Фотографии экспозиции
: Александра Тонкова

По словам сокуратора Ирины Горловой, работа над выставкой началась с того, что они с Михиалом Миндлиным сосредоточили своё внимание на отдельных художниках, работающих с деформацией окружающего мира, таких как Питер Соул, Кейичи Танаами, Тони Мателли. Концепция выстраивалась постепенно, и так вырисовалась тема «мистификации» – первоначально как обмана, подделки, подмены. Затем кураторы обратились к этимологии слова, к его более древнему смыслу: «мистификация» здесь выступает также как мистерия, ритуал. Собственно, слово «мистификация» приобрело смысл «обмана» именно потому, что обрядовые действия и таинства всегда казались непосвящённым чем-то профанным – пафосным действием без результата. С этих позиций раскрываются разные грани выставки: это и «мистификация», и «мистерия», и своеобразное отражение окружающего мира.

С первого взгляда и первых минут пребывания в зале выставка может показаться разрозненной, составленной из экспонатов, подобранных «по теме» и демонстрирующих скорее самих себя, чем какой-то общий концепт. В самом деле, эффектные произведения «звёздных» художников первым делом вызывают у посетителя отчаянное желание добавить новое фото в Instagram и, казалось бы, не дают стройного высказывания, даже не создают никакой «мистификации».

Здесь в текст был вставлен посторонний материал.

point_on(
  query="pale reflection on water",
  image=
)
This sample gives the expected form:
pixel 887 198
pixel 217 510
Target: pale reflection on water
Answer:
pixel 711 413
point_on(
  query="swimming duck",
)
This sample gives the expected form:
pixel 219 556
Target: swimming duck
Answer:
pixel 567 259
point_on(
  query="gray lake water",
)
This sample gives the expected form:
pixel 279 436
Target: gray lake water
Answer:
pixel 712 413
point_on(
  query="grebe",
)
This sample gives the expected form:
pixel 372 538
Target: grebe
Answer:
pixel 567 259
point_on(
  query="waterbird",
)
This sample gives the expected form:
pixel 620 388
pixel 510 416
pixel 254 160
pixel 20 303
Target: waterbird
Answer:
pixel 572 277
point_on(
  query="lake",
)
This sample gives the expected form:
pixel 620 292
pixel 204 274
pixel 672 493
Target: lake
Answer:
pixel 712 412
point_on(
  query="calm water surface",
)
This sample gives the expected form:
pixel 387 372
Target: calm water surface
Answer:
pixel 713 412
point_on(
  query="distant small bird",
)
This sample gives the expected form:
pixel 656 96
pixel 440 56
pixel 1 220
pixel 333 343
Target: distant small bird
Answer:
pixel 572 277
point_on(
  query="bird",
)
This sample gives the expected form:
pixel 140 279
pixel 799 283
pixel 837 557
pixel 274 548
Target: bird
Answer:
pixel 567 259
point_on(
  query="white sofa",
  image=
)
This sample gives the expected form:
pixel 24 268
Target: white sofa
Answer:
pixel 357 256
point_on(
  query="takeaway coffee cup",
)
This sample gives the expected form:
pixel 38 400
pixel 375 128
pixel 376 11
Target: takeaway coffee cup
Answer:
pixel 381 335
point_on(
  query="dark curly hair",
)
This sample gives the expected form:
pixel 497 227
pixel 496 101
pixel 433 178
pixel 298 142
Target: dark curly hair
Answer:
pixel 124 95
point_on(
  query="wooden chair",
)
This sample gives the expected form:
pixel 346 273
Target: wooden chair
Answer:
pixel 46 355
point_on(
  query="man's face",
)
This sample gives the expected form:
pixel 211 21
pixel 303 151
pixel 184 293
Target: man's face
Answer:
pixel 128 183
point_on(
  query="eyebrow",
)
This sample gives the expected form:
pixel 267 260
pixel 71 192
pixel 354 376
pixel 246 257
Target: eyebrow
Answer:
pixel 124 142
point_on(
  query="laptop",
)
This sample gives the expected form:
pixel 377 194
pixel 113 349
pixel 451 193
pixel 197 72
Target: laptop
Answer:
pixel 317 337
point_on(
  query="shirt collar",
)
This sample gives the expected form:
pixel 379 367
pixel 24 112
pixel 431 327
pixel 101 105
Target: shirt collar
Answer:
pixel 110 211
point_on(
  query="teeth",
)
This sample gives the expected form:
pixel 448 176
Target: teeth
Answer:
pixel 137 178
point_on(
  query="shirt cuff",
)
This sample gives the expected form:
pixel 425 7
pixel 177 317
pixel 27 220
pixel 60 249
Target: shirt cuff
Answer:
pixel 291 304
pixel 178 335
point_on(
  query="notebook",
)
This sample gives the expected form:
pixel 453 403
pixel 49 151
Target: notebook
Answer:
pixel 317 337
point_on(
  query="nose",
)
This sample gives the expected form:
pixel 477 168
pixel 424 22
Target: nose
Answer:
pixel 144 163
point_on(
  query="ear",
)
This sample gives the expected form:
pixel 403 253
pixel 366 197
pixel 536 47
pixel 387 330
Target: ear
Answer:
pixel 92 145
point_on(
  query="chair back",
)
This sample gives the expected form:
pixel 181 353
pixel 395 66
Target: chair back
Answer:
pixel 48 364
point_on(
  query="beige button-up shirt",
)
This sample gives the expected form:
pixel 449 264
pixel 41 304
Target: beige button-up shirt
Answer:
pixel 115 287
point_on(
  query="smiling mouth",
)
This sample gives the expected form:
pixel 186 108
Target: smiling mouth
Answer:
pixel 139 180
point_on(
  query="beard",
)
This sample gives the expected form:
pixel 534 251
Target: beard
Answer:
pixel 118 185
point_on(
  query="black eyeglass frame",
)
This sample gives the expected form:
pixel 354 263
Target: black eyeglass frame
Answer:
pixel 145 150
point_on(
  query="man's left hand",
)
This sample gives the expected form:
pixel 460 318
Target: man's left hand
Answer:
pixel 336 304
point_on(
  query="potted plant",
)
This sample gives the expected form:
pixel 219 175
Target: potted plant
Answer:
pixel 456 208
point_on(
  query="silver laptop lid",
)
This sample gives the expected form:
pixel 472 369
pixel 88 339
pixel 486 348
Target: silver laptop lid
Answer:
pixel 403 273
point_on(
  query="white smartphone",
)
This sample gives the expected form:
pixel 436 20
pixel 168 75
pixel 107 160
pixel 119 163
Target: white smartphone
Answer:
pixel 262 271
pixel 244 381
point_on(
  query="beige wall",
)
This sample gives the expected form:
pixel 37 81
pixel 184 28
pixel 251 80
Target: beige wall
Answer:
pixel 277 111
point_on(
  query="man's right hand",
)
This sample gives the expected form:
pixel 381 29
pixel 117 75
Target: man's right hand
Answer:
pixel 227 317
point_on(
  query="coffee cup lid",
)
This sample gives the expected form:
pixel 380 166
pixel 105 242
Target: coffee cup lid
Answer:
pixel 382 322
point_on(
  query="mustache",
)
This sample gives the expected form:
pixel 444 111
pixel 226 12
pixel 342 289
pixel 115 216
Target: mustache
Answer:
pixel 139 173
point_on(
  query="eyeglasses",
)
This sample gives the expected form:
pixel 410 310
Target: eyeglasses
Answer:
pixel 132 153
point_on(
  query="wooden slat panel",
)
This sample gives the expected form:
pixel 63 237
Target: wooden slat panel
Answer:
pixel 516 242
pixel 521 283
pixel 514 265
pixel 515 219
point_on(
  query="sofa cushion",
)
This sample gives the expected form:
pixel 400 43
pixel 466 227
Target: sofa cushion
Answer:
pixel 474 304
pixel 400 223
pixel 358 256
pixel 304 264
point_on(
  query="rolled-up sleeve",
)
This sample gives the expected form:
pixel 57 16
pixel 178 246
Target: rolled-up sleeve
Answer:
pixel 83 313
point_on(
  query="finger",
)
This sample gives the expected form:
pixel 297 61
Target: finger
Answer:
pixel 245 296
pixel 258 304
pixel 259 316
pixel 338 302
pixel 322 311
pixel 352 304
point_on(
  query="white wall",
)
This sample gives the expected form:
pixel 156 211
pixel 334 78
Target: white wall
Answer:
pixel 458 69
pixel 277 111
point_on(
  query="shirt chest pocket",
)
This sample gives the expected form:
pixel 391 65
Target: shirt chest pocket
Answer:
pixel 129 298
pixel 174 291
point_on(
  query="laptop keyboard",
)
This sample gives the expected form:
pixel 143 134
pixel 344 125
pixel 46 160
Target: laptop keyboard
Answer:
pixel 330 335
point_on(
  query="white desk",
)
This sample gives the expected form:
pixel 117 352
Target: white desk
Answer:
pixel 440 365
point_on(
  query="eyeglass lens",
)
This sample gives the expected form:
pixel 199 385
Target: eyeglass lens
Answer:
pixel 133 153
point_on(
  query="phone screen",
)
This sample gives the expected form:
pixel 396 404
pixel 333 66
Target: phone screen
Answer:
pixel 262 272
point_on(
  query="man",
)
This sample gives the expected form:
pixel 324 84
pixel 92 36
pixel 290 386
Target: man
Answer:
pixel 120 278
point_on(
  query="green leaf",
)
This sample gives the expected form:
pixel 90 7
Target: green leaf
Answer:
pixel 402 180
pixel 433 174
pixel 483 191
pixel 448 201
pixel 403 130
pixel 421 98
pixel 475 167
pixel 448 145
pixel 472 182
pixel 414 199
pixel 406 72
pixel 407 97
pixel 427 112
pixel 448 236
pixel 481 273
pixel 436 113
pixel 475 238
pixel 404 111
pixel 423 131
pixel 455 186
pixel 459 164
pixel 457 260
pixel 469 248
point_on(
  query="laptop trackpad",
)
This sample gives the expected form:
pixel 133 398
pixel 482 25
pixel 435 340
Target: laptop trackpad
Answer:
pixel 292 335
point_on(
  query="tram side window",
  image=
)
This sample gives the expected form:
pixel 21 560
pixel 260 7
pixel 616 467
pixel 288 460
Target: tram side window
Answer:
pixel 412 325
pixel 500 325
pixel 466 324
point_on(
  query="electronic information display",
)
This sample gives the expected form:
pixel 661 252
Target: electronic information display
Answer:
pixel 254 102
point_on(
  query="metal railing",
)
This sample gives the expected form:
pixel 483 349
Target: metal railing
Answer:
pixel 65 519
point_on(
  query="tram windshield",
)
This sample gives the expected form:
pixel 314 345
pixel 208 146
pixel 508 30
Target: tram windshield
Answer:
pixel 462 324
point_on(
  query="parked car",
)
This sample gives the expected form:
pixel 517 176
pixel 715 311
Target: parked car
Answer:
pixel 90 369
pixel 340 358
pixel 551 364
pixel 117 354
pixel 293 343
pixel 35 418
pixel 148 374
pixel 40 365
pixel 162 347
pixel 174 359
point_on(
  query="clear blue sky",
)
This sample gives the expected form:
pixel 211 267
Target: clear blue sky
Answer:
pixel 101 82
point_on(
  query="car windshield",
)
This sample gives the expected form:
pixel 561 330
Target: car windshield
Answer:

Но чем дольше находишься среди этих работ, тем сильнее ощущается их суммарная сила; их «перекличка», их взаимосвязь постепенно начинает действительно искажать восприятие мира. Из работы Тони Оурслера «Овал» в пространство выставки постоянно разносится «I lost my mind…», звучат и другие обрывки фраз – то тише, то громче. И через 30–40 минут в зале начинает казаться, что эти голоса говорят в вашей голове. А растущие по краям зала такие настоящие одуванчики Тони Мателли сбивают с толку каждый раз, когда чуть не наступаешь на них, проходя около стены… Здесь нас ждёт выставка как мистерия, выставка как совокупность ритуальных мест, где художники выступают в роли своего рода наставников. Возможно, этот путь приведёт нас в конечном счёте к своего рода очищению, перерождению. Именно так считает сокуратор проекта Ирина Горлова.

Ритуальное облачение

Перед тем как начать, мы должны поменять свой обычный облик, облачиться в «странные одежды». В этом своей вариацией офорта № 26 Франсиско Гойи из серии «Капричос» нам помогает Ясумаса Моримура. Художник вольно трактует наряд девиц, просто надевая себе на голову юбку. Общая глянцевость фотографии, её «рекламный» чистый фон вкупе с изначальным сатирическим смыслом «Капричос» позволяют рассматривать эту работу как критику современного гламура.


Из коллекции ГЦСИ

 

Ритуальные атрибуты

В каждом обряде есть свои символы, атрибуты. Так как в конце мы должны переродиться, то для этого мы должны символически умереть, а это значит, что наши ритуальные атрибуты должны быть каким-то образом связаны со смертью. Они «спрятаны» в отдельной чёрной комнате. Это натюрморты Джоэла-Питера Уиткина, балансирующие на грани нашего восприятия прекрасного и ужасного. В художественном оформлении он часто опирается на образы барокко, об этом говорят светотени и наборы предметов. Некоторые работы напоминают скупые испанские натюрморты XVII века. Работа «Книжная история» (1999) близка к композиции голландского натюрморта, где центральное место занимает череп как символ Vanitas (тщеты), но здесь вместо него – голова с завязанными глазами.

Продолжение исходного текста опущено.